= Regulatory translation =

Translation of medical regulatory documentation

Regulatory translation is the translation of documentation pertaining to the approval and compliance of medical devices, pharmaceuticals and in vitro diagnostics products. Many countries around the world, including Japan and the United States, require that approval dossiers for new products be submitted in local languages for the regulatory bodies to read and analyze. Similarly, any documentation associated with follow-up changes to approved products or reporting of field issues must be translated for countries that require it.

Aside from linguistic skills, regulatory translation requires specific training and subject matter knowledge in order to translate medical and regulatory content. This is because of the highly technical, sensitive and regulated nature of medical texts as well as the strict adherence to terminology required for some countries. Regulatory translation also requires specific knowledge of the document templates required for different countries' dossier formats. Because approval dossiers are often composed of a variety of different document types, such as CAD drawings, spreadsheets, scanned patient signatures as well as word processed expository sections, the translation process can be more difficult than other types of medical translation.

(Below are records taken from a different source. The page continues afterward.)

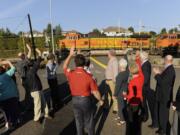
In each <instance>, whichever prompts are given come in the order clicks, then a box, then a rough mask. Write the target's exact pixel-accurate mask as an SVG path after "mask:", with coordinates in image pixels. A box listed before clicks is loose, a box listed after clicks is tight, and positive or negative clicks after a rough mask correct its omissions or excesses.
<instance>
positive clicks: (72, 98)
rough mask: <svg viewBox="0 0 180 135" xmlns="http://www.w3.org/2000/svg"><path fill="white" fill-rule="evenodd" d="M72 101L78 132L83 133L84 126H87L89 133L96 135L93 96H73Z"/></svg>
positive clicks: (78, 132) (83, 129)
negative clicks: (93, 110) (93, 105)
mask: <svg viewBox="0 0 180 135" xmlns="http://www.w3.org/2000/svg"><path fill="white" fill-rule="evenodd" d="M72 103H73V111H74V116H75V121H76V129H77V134H78V135H83V134H84V128H86V130H87V132H88V135H94V134H95V127H94V117H93V105H92V101H91V97H73V98H72Z"/></svg>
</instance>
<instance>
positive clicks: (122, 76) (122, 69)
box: [113, 58, 129, 125]
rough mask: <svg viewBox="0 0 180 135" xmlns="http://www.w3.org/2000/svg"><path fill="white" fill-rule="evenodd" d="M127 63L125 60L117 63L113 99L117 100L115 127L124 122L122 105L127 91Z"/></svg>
mask: <svg viewBox="0 0 180 135" xmlns="http://www.w3.org/2000/svg"><path fill="white" fill-rule="evenodd" d="M126 67H127V61H126V60H125V59H123V58H122V59H121V60H120V61H119V70H120V72H119V74H118V75H117V77H116V85H115V92H114V95H113V96H114V97H116V98H117V101H118V117H117V118H116V120H119V121H118V123H117V125H122V124H124V122H125V118H124V115H125V103H124V94H127V90H128V78H129V70H127V69H126Z"/></svg>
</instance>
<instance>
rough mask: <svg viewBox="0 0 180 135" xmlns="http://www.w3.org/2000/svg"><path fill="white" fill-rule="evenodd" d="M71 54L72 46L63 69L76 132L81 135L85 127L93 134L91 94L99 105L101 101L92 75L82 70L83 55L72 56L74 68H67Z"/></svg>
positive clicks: (66, 58)
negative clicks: (93, 95)
mask: <svg viewBox="0 0 180 135" xmlns="http://www.w3.org/2000/svg"><path fill="white" fill-rule="evenodd" d="M73 55H74V47H72V48H71V50H70V54H69V56H68V57H67V58H66V60H65V62H64V65H63V69H64V73H65V75H66V77H67V79H68V81H69V85H70V91H71V95H72V104H73V111H74V115H75V120H76V129H77V134H78V135H83V130H84V127H85V128H86V129H87V132H88V135H94V134H95V128H94V127H95V126H94V122H93V112H94V110H93V105H92V101H91V95H94V97H95V98H96V99H97V100H98V101H99V103H100V105H103V101H102V99H101V95H100V93H99V91H98V86H97V84H96V82H95V80H94V79H93V78H92V75H90V74H89V73H87V72H86V71H85V70H84V65H85V57H84V56H83V55H82V54H78V55H76V56H75V58H74V62H75V66H76V68H75V69H74V70H70V69H68V65H69V63H70V60H71V58H72V57H73Z"/></svg>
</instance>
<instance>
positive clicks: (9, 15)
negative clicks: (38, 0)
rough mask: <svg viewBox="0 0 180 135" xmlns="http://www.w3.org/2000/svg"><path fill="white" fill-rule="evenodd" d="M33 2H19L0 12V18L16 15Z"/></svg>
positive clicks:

==Examples of regulatory texts==
Some examples of the types of regulatory documents requiring translation include (but are not limited to):

- Manufacturing procedures for medical devices or drugs
- Design specifications and drawings
- Risk assessments
- CMC documentation
- Bio-compatibility reports
- Regulatory approval dossiers
- Clinical trial documentation – informed consent forms, case report forms, protocols
- Instructions for Use for drugs or medical devices

==Process==
Because regulatory translation is typically a multi-step process, it is usually carried out by a translation agency which oversees all project management and the linguistic team. Steps in the process can include:

- Extraction of text from source format
- Translation – the conversion of the source language text to the target language text
- Editing – reading and revision by a separate person to assure adherence to approved terminology and the proper style and voice.
- Publishing – the translation is put back into the original format (e.g., Word document, Web page, e-learning program)
- Proofreading – this ensures that the formatted translation displays correctly with no corrupted text, has proper punctuation and line and page breaks are correct.
- In-country review – a native-speaking expert reviews the translation.